Now that we have our new user created, we can create an additional layer of security for our server, by creating a Cryptographic Key Pair. The key pair replaces the role of our login password.
It reduces the likelihood of success of "brute-force" attacks on the server. A brute-force attack is when someone trying to gain unauthorized access to your system, sets up a script to try different combinations of characters to guess your password.
If you are on a MAC machine you can follow the steps in this lesson.
If you are using a Windows machine, please view the previous lesson intended for Windows users.
First launch Terminal.
Type in the following command to create a SSH Key on your local machine ssh-keygen
Now follow the prompts to configure your key.You can leave all the settings as default, except for your password.
Once complete the newly-generated SSH keys are located in the ~/.ssh/ directory.
Next, we need to login to our Linode server as user bob to check if we a .ssh directory already created. ssh bob@your_server_ip
Remember to replace the IP address with your Linode server IP. If you used a different username you will need to change the bob value as well.
Next type in ls –al to get a listing of all the folders under user bob.

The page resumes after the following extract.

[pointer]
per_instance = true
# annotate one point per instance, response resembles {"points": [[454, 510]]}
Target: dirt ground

I don't currently have an .ssh directory so I will need to make one using the following command: mkdir .ssh
Please carefully check to make sure this directory doesn't already exist before running this command.
Now type exit, to terminate the connection to your Linode server.
Next, we need to copy the public key into the .ssh folder on our Linode server. To do so use the following command, but make sure to change the host name to your Linode IP, and the user if you did not use bob. scp ~/.ssh/id_rsa.pub bob@your_server_ip:/home/your_username/.ssh/uploaded_key.pub
Now connect to your linode server: ssh bob@your_server_ip
Type cd .ssh
Inside the .ssh directory you should see a file called uploaded_key.pub
Now type: echo `cat ~/.ssh/uploaded_key.pub` >> ~/.ssh/authorized_keys
This command will copy the public key we uploaded into the authorized_keys file.
Now type exit to terminate the connection.
The last step is to log back in, to make sure we are prompted for our passphrase.
Since we are prompted for the passphrase the setup has been completed successfully. You can now login using an SSH key pair, rather than a plain text password.